Back to Basics: Firmware in NFV Security

Source: Shutterstock
Source: Shutterstock

Posted: July 21, 2016 | By: Daksha Bhasker

Carriers no longer want their speciality pizzas delivered in a box, fully baked with pre-determined toppings. In fact they figure that it is economical to purchase standard pizza ingredients wholesale, bake ginormous crusts and believe they can please their customers faster by delivering custom toppings by slice on demand.

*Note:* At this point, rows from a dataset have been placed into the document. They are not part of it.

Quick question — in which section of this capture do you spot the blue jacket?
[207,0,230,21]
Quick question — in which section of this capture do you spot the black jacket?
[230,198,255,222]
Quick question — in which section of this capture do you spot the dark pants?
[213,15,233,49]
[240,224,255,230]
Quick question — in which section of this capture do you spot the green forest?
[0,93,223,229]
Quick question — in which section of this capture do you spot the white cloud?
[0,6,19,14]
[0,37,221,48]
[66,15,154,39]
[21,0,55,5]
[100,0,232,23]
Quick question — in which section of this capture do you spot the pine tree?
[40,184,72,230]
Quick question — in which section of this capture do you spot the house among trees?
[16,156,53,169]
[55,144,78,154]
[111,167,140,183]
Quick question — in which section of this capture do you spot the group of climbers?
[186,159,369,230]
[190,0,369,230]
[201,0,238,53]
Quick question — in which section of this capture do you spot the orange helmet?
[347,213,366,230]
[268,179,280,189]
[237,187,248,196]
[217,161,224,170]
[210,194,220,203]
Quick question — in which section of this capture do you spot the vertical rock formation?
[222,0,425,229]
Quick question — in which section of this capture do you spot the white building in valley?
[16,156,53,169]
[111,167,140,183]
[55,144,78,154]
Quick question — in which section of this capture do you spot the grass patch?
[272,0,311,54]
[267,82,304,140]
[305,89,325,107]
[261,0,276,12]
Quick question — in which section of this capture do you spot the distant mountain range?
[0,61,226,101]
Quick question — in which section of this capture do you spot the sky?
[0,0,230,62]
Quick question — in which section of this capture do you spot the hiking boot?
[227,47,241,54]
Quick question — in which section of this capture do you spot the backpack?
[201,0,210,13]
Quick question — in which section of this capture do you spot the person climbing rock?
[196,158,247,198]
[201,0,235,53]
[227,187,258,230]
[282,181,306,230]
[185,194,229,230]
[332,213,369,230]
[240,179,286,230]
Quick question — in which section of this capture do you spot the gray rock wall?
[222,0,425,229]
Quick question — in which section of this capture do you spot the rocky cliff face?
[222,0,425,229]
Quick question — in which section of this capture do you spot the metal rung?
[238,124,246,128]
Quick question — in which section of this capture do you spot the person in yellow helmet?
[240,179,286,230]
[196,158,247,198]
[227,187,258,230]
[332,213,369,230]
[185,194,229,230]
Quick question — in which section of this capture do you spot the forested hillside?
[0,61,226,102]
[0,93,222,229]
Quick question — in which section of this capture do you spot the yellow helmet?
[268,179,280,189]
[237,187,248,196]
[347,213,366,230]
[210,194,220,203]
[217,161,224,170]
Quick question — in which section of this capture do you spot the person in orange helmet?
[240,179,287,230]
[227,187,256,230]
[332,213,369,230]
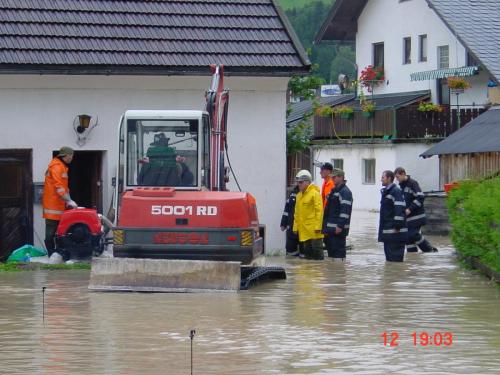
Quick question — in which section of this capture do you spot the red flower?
[359,65,385,92]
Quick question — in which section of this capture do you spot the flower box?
[340,112,354,120]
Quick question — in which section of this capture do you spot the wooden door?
[69,151,103,212]
[0,150,33,261]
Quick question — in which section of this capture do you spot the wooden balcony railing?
[314,105,484,139]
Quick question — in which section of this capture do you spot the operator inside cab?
[137,133,194,186]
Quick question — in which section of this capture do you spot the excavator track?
[240,266,286,290]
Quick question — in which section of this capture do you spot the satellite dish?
[338,73,349,91]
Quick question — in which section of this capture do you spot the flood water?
[0,212,500,375]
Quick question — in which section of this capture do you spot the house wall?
[0,75,288,256]
[313,142,439,210]
[433,152,500,186]
[356,0,489,106]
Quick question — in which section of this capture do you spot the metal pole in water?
[42,287,45,326]
[189,329,196,375]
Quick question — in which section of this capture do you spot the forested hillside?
[278,0,335,10]
[279,0,356,83]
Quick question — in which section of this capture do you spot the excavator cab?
[119,111,209,195]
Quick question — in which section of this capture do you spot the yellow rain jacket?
[293,184,323,242]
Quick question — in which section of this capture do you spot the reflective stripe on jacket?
[42,158,70,220]
[293,184,323,242]
[323,183,352,236]
[321,177,335,208]
[378,184,408,242]
[280,186,299,230]
[399,176,426,228]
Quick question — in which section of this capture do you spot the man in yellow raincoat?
[293,169,324,260]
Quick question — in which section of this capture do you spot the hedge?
[448,177,500,273]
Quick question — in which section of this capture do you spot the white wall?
[0,75,288,250]
[313,143,439,210]
[356,0,489,105]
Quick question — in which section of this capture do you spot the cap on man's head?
[332,168,345,177]
[295,169,312,182]
[320,162,333,171]
[57,146,75,156]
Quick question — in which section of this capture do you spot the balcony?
[314,104,485,140]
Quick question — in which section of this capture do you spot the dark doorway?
[53,151,103,212]
[0,149,33,261]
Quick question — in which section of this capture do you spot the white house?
[313,0,500,209]
[0,0,310,260]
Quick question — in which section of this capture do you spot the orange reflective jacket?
[42,158,70,220]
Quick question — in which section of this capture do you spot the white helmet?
[295,169,312,181]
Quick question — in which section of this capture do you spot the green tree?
[286,0,335,81]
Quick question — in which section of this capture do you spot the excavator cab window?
[126,119,198,188]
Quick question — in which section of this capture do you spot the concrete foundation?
[89,258,241,292]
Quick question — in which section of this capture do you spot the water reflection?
[0,212,500,375]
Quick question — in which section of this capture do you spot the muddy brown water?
[0,212,500,375]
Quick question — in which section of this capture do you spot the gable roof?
[427,0,500,83]
[0,0,310,76]
[314,0,368,43]
[420,106,500,158]
[315,0,500,83]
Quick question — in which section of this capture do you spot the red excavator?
[90,65,285,291]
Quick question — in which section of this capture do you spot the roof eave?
[426,0,500,85]
[0,64,309,77]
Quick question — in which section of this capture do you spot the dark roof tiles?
[0,0,310,75]
[420,107,500,157]
[427,0,500,82]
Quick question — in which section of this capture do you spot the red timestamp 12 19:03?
[380,331,453,347]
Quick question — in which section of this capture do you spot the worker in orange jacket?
[319,162,335,208]
[42,147,78,256]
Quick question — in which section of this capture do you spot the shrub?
[448,177,500,272]
[447,77,470,90]
[361,100,375,112]
[334,104,354,115]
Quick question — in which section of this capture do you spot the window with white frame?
[331,159,344,170]
[403,37,411,64]
[438,46,450,69]
[418,34,427,62]
[373,43,384,67]
[362,159,375,184]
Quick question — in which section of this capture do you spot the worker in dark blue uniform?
[323,168,352,261]
[394,167,438,253]
[280,185,299,256]
[378,171,408,262]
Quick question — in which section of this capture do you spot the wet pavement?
[0,211,500,375]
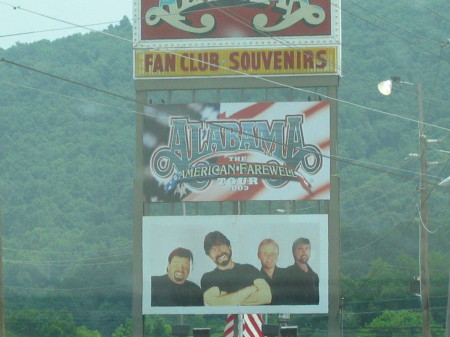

Network function virtualisation (NFV) effectively takes carriers out of the “pizza” box by dismantling the content of numerous proprietary devices and classic network appliances into their rudimentary components: software, compute, storage and network. This effectively blows open the carriers box based security architectures, perimeters and controls. Carriers need to monitor the integrity of resources as physical server firmware, hypervisors, guest operating systems to ensure customers’ sensitive data is secure on their cloud. This brings carriers to rethink forgotten threat vectors on the redefined, yet age-old attack surface that will dominate and pervade the high volume commodity infrastructure: Firmware.

Firmware is the first code run by a system and is typically written on read only memory (ROM) chips soldered onto circuit boards ranging from BIOS chips on the motherboard to controller chips of peripheral devices. Unified extensible firmware interface (UEFI) is a more generic type of computer firmware standard, invoked during the boot process in newer systems. Firmware can be found on USB drives, hard drives, keyboards, SD cards, RAID controllers, SSDs, network cards, video and audio cards among others. Almost every electronic device today has rewritable firmware chips. Embedded software/firmware in field programmable gate arrays (FPGA), application specific integrated circuits (ASIC), application specific standard products (ASSP), system on a chip (SOC) and firmware embedded systems are widely found throughout every industry.

Figure 1: [1] [2]

Figure 1: [1] [2]

In recent times there has been a resurgence of firmware attacks. Firmware malware is persistent, not easily detected and can typically be removed only by manually re-flashing the chip. The recent Synful knock attack installed a back door by modifying Cisco router firmware affecting the Inter-networked operating system (IOS) of Cisco 1841, 2811 and 3825 routers [3]. Once infected, an attacker has unrestricted access, can install various functional modules in the router from the anonymity of the internet that could compromise availability of other hosts as well as enable access to sensitive data in an organisation [4]. Earlier this year white hats announced a firmware worm for Macs called thunderstrike that can be deployed remotely [5]. The worm exploits UEFI or BIOS vulnerabilities giving an attacker physical access to a computer and replicates itself through shared thunderbolt devices. Firmware attacks are surfacing more frequently, and methods for infecting and propagating firmware attacks, continue to evolve. Figure -1 depicts the various firmware that can be targets for malware or attacks in a x86 chip on a typical enterprise blade server.